Wanneer we voedsel eten, zetten de witte vetcellen voornamelijk overtollige energie in de vorm van glucose die ze niet nodig hebben, om in lipidedruppels, meestal als moleculen die triglyceriden worden genoemd. Deze produceren signaalmoleculen die de eetlust en de energiebalans reguleren.
Bruine vetcellen daarentegen, werden traditioneel verondersteld alleen bij pasgeboren baby’s voor te komen en zouden in de kindertijd verdwijnen. Later bleek uit onderzoek dat bruine vetcellen het hele leven in het lichaam aanwezig zijn.
Bruine vetcellen bevinden zich in regio’s tussen de schouderbladen, de nek, langs het ruggenmerg, en boven het sleutelbeen. Maar ze kunnen ook in andere delen van het lichaam ontstaan, zoals rond de vitale organen, waar ze voedsel in warmte omzetten.
Maar onderzoek heeft een derde type vetcellen gevonden, beige of “brite” (bruin in wit) vetcellen genoemd. Deze cellen werken als bruine vetcellen, maar bevinden zich op soortgelijke plaatsen als witte vetcellen.
Beige vetcellen worden afgeleid van wit vet in een proces dat “bruinkleuring” wordt genoemd en dat op gang wordt gebracht door blootstelling aan lage temperaturen, meestal 3°C boven het bibbertemperatuurpunt van een persoon, dat voor vrouwen rond 11°C en voor mannen rond 9°C ligt.
Andere stimuli zoals goede voeding en lichaamsbeweging worden ook verondersteld om het bruiningsproces te bevorderen.
Wat hun uiterlijk betekent
Witte vetcellen zijn typisch ronde cellen van variabele grootte met een enkele, grote, lipidedruppel. Deze druppels kunnen worden omgezet in vetzuren tijdens verhongering of wanneer de energiebehoefte toeneemt. Vetzuren zijn de bouwstenen van vetten die in het bloed kunnen worden opgenomen.
Bruine vetcellen zijn kleiner, en hebben veel kleine lipidedruppeltjes per cel. Bruine vetcellen bevatten ook veel energieproducerende organellen, mitochondriën genaamd. Deze zijn rijk aan ijzer, waardoor ze hun bruine kleur krijgen wanneer ze aan zuurstof worden blootgesteld.
Beige vetcellen hebben kenmerken die het midden houden tussen wit en bruin. Zij zijn afkomstig van witte moedercellen, maar functioneren als bruine vetcellen door energie te verbranden om warmte te produceren wanneer de kerntemperatuur van het lichaam daalt.

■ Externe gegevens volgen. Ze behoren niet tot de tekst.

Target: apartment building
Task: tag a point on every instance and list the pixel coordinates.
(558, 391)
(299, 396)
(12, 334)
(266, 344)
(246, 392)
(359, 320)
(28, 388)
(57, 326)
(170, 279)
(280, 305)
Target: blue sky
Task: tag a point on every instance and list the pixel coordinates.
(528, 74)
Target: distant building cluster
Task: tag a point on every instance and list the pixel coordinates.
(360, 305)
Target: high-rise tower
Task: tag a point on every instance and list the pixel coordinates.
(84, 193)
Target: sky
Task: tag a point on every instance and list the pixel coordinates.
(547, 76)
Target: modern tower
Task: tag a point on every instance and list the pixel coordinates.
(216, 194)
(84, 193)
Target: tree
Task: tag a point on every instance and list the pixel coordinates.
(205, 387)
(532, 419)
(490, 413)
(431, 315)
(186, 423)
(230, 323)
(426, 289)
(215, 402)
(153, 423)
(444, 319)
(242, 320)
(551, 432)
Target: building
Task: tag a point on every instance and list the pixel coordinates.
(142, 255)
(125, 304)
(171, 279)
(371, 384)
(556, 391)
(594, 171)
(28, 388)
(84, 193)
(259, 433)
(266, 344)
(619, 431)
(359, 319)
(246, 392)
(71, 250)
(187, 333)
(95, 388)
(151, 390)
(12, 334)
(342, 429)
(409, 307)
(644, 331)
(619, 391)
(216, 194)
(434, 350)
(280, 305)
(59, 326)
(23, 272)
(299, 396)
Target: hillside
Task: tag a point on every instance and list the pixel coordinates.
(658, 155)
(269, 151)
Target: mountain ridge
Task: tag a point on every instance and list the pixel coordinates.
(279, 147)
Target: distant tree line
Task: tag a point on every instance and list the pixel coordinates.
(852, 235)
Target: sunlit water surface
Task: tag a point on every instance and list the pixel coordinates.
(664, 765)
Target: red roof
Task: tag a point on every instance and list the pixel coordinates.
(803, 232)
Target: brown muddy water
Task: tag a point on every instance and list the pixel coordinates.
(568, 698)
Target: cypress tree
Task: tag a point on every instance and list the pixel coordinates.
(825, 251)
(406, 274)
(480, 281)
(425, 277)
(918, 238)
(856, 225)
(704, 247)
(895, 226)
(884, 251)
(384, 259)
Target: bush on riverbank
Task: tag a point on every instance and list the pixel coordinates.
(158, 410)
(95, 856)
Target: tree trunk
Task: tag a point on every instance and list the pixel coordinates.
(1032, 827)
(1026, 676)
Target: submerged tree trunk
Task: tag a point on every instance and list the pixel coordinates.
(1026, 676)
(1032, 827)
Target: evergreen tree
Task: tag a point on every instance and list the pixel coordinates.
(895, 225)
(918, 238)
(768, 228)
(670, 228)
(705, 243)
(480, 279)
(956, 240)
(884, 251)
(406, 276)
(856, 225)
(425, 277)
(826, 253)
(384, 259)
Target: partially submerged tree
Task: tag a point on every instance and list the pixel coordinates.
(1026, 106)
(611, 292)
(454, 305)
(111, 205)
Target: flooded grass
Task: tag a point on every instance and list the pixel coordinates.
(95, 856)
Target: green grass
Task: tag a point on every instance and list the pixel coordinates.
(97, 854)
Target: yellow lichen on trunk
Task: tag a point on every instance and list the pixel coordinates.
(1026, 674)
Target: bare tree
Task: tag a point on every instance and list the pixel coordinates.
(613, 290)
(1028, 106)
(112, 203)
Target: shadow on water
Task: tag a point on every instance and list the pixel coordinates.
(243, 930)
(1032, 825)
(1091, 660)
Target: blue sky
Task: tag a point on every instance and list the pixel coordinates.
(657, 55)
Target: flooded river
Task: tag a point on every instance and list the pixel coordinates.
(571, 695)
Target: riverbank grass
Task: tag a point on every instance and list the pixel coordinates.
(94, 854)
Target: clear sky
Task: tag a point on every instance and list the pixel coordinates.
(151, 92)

Het bruiningsproces wordt geholpen door koude temperaturen en het zenuw- en immuunsysteem.
Verandering van vettype
Het is al lang bekend dat witte vetcellen de kenmerken van bruine vetcellen kunnen krijgen onder bepaalde omstandigheden, zoals lage temperaturen en bepaalde eiwitten. Maar onderzoekers weten nu dat alle soorten vetcellen van de ene vorm in de andere kunnen veranderen, afhankelijk van de triggers waaraan zij worden blootgesteld en de eisen die aan het organisme worden gesteld waarin zij worden aangetroffen.
Een vetcel kan slechts op twee manieren in een andere vorm veranderen. Het kan zijn overeenkomstige genen in een proces schakelen dat transdifferentiatie wordt genoemd. Of de verandering kan worden bewerkstelligd door alle volgroeide vetcellen terug te brengen naar hun gemeenschappelijke ouderlijke vorm (dedifferentiatie) en vervolgens hun genen te “herprogrammeren” (redifferentiatie). Dit tweede proces kan op natuurlijke wijze plaatsvinden, maar wordt gewoonlijk in laboratoriumomstandigheden bereikt.
De voorwaarden voor natuurlijke verandering kunnen ook worden versneld. Voedingssupplementen, zoals de flavonoïden resveratrol en quercetine, die worden aangetroffen in fruit en groenten, kunnen het bruiningsproces helpen. Van lichaamsbeweging is ook aangetoond dat het de bruinkleuring bevordert.
Blootstelling aan temperaturen die ten minste twee uur lang iets boven het rillingspunt liggen, helpt ook bij de bruinkleuring. Dit moet echter regelmatig worden beoefend om echte veranderingen te zien.
Studies tonen ook aan dat bruine vetcellen worden geassocieerd met een betere gezondheid. Ze stimuleren gewichtsverlies, wat vervolgens obesitas en andere gerelateerde ziekten veroorzaakt door overgewicht kan verminderen.
Bruine vetcellen verminderen ook het risico op hypothermie en kunnen het risico op diabetes verminderen door de insulinegevoeligheid te verhogen. Het vermogen om de bruine kleur van witte vetcellen te veroorzaken en ze in beige cellen te veranderen, brengt daarom het potentieel voor een betere gezondheid met zich mee.